The difference between good leaders and great leaders is found in one word: PERSPECTIVE.
       I learned this lesson in the mid-1990s when I was first part of Crossroads Church of Amsterdam. It was a very rough time in the life of the church. The senior pastor had resigned, the church was in a weird interim place without much direction, people were hurt and stunned.
       I was quite sure that after only 8 years of existence Crossroads Church was imploding and would be no more. One day a former elder who had moved abroad was visiting the church. I said to him (these are my exact words), "That's it. Crossroads is falling apart. It's over."
       He responded, "You have it all wrong Brian.
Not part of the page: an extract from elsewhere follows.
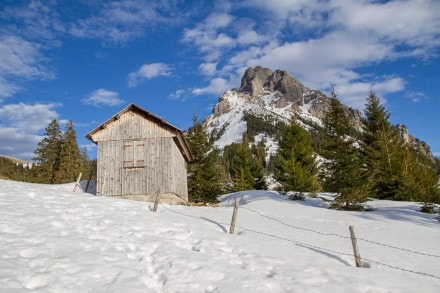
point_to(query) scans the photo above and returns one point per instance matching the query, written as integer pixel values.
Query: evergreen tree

Crossroads is not falling apart, it's in the process of staying together!"
       At first I thought he had lost his marbles, that the elevator was one floor short of the top! But then I realized that I did not have good perspective, I was too close to the mess to see the good and great things God continued to do at Crossroads.
       My friend was right and I was wrong. Thankfully! Crossroads was and is in the process of staying together. It is now almost 18 years since that conversation - Crossroads is still there, still touching people's lives. God is always faithful, even when we are not quite so much!

14 February 2013

A Word About My Lovely Wife

My wife Susy is a fairly private person; she is quite content being behind the scenes and quietly and gracefully going about touching people's lives.
       She is one of the most subtle people I know.
       And she does not necessarily like being the subject of my blog! But it's Valentine's Day and I want to write about Susy - she will just have to live with it this one time.

       This is my newest favorite photograph of Susy. I know, that's a little strange. This is Susy doing what she really loves to do - throwing a pot, shaping a blob into something beautiful.
       That's a great description of Susy's life (maybe even calling) - she helps shape blobs into beautiful things!
       She is a counselor/therapist who journeys with people week after week in their pain and brokenness as they become whole again. She patiently helps people take their next baby step.
       She creates amazing pottery - goblets, angels, mugs, platters, vases, candle holders, and other items - each one is a unique expression of her creativity. Her work is more and more mesmerizing to me, and to others.
       And she has helped shape this blob (me!) for 25 years of marriage this year. Yes, I know, I MARRIED UP! A lot of guys marry up - some know it and some don't. People who spend time with Susy and me in a friendship are certainly very glad Susy is in the picture, and they know I have married up! I have strengths, but CHARM is not one of them.
       Susy is, in a word, charming.
       And so today on this Valentine's Day (which in general stresses me out with unrealistic romantic overtones), I am simply grateful for my wife Susy.

Abraham Heschel on ... Religion

13 February 2013

Abraham Heschel on ... the Self

"The focus of prayer is not the self ... It is the momentary disregard of our personal concerns, the absence of self-centered thoughts, which constitute the art of prayer ... Thus, in beseeching Him for bread, there is one instant, at least, in which our mind is directed neither to our hunger nor to food, but to His mercy. This instant is prayer.
       "We start with a personal concern and live to feel the utmost."